As soon as you are gone she leans towards me and hisses, “I know what he is.”
“Sorry, what?” I tidy up her mess slowly, putting tins back on shelves. “I wasn’t listening,” I add, to buy more time. My hands are sweating.
“Stop pretending. He’s clearly a crawler sympathiser.”
I almost laugh. “My husband?”
“He has you under his control. You don’t go out, you agree with his every word. I have a phone number; there are people who can help you escape.” She holds out a tiny card.
I take it.
“You can come with me now. Get away from all this. It’s obvious to me how your life has changed since you got back from Albania. He’s controlling. That’s abuse, you know.” She lays her hand on my arm sympathetically.
For a second I see my future through her eyes—freedom, a place all my own, my life back, no more lies.
You appear, holding the passports.
“Sleeping arrangements,” snaps the Immigration woman without hesitation. “Two bedrooms?”
“I’m insomniac,” I say. I already gave her the tour of the bathroom, and let her glimpse my medication. “I try, but . . .” I shrug.
Her face tightens. “We’re cracking down on fake marriage. People still sympathise with the crawlers. We’ve caught activists, trying to share our daylight with them. Since the war, the penalty’s ten years.”
I cannot think what to say that will not sound guilty. I dare not look at you.
“Fakers fail,” she says. “Language, eating habits, sexual incompatibility. . . .”
You place your gloved hand on my shoulder. “These things affect all marriages,” you say. “And her eating habits are not so bad. . . .”
“You shouldn’t have said that,” I tell you later, as we undress. “She was suspicious already.”
You shrug, releasing your hands from their disguises. “We are clearly eccentric.”
I say, “Do you think she believed us?”
The Immigration woman’s tiny card is on the dressing table. You’ve seen it, but are waiting until I tell you.

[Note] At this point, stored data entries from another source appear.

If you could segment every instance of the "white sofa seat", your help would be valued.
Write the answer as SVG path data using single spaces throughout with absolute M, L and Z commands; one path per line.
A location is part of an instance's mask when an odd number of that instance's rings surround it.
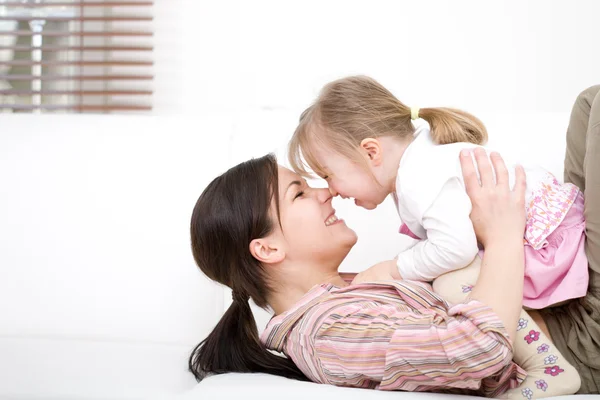
M 384 392 L 319 385 L 267 374 L 223 374 L 203 380 L 178 400 L 193 399 L 284 399 L 284 400 L 465 400 L 484 397 L 437 393 Z M 561 400 L 598 400 L 598 395 L 549 397 Z

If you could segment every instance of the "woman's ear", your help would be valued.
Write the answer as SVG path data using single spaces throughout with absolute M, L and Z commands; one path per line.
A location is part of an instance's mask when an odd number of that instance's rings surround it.
M 383 162 L 383 152 L 381 143 L 377 139 L 366 138 L 360 142 L 360 147 L 366 152 L 367 157 L 374 167 L 378 167 Z
M 265 264 L 276 264 L 285 259 L 283 247 L 270 238 L 260 238 L 251 241 L 250 254 Z

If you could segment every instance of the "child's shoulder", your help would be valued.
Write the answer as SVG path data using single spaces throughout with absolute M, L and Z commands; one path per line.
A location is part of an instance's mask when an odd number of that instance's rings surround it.
M 400 161 L 398 174 L 405 178 L 418 175 L 439 174 L 443 171 L 455 172 L 460 167 L 459 154 L 465 148 L 477 147 L 472 143 L 425 144 L 407 149 Z
M 475 147 L 468 143 L 427 146 L 400 163 L 396 178 L 399 202 L 415 215 L 421 215 L 449 181 L 462 182 L 460 151 Z

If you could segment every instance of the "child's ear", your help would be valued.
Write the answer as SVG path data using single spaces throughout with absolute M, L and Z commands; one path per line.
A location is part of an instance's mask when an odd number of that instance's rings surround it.
M 377 167 L 383 162 L 383 151 L 381 149 L 381 143 L 377 139 L 366 138 L 360 142 L 360 147 L 365 150 L 367 157 L 373 163 L 373 166 Z

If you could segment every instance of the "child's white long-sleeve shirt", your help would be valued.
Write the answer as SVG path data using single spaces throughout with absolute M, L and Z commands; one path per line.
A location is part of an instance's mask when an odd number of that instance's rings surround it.
M 471 200 L 465 191 L 459 159 L 462 149 L 479 146 L 471 143 L 437 145 L 432 141 L 427 125 L 417 128 L 415 136 L 400 161 L 394 200 L 402 222 L 422 240 L 401 252 L 397 265 L 403 279 L 431 281 L 465 267 L 479 251 L 469 218 Z M 554 179 L 551 174 L 537 167 L 525 171 L 527 198 L 547 196 L 542 190 L 547 186 L 545 182 Z M 509 168 L 509 175 L 512 185 L 514 169 Z M 558 195 L 560 199 L 572 198 L 567 192 Z M 558 204 L 557 201 L 551 203 Z M 533 210 L 537 205 L 532 203 L 531 207 Z M 562 220 L 554 219 L 556 221 L 549 222 L 558 225 Z M 542 223 L 547 226 L 548 221 L 540 221 L 539 227 L 534 221 L 530 228 L 534 247 L 541 246 L 547 236 L 547 232 L 542 232 Z

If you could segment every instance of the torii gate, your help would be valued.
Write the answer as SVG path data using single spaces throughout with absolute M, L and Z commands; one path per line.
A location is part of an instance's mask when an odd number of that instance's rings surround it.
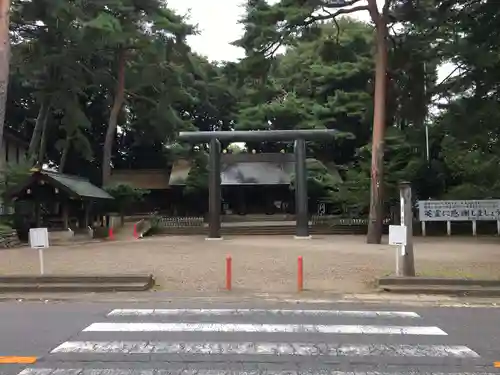
M 207 239 L 222 239 L 220 235 L 221 218 L 221 178 L 220 178 L 220 141 L 258 142 L 258 141 L 295 141 L 295 238 L 309 239 L 309 217 L 307 207 L 307 167 L 306 141 L 334 138 L 337 130 L 251 130 L 251 131 L 201 131 L 180 132 L 178 139 L 191 143 L 208 142 L 209 151 L 209 234 Z

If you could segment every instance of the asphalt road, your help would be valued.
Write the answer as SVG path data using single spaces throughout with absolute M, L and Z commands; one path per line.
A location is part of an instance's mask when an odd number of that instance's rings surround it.
M 2 302 L 0 356 L 37 357 L 1 375 L 500 373 L 500 309 Z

We descend to the porch. Claw marks on your bar gleam bare metal in the lamplight.
“Well, goodnight,” I say, pulling my dressing-gown around me. “Will you be out long?”
“Long enough to hunt,” you say. You kick off your boots. Your face is already angled towards the sky.
“I’ll read for a while,” I say. I sigh to myself. I don’t like sleeping while you are out. I worry about you being seen, being shot at.
You clatter across to me, and lay your cheek against mine. “You are free to seek other companions.”
“Not every wife is faithful.”
I wave you away with my book.
“One day,” you say, “my people will be free to live here as they once did, and they will honour your bravery, but also your sacrifice.”
I say, “I’ll see you later.”
I watch your wing unfurl like a giant black umbrella. You launch into the sky, a jagged silhouette against the moon, strange and exquisite. My heart beats, quick but steady. You are right. We have passed the test—we must have. Because whatever the Immigration woman made of our odd marriage, we are not faking.
I ignore my book to watch you fly, and I’m glad.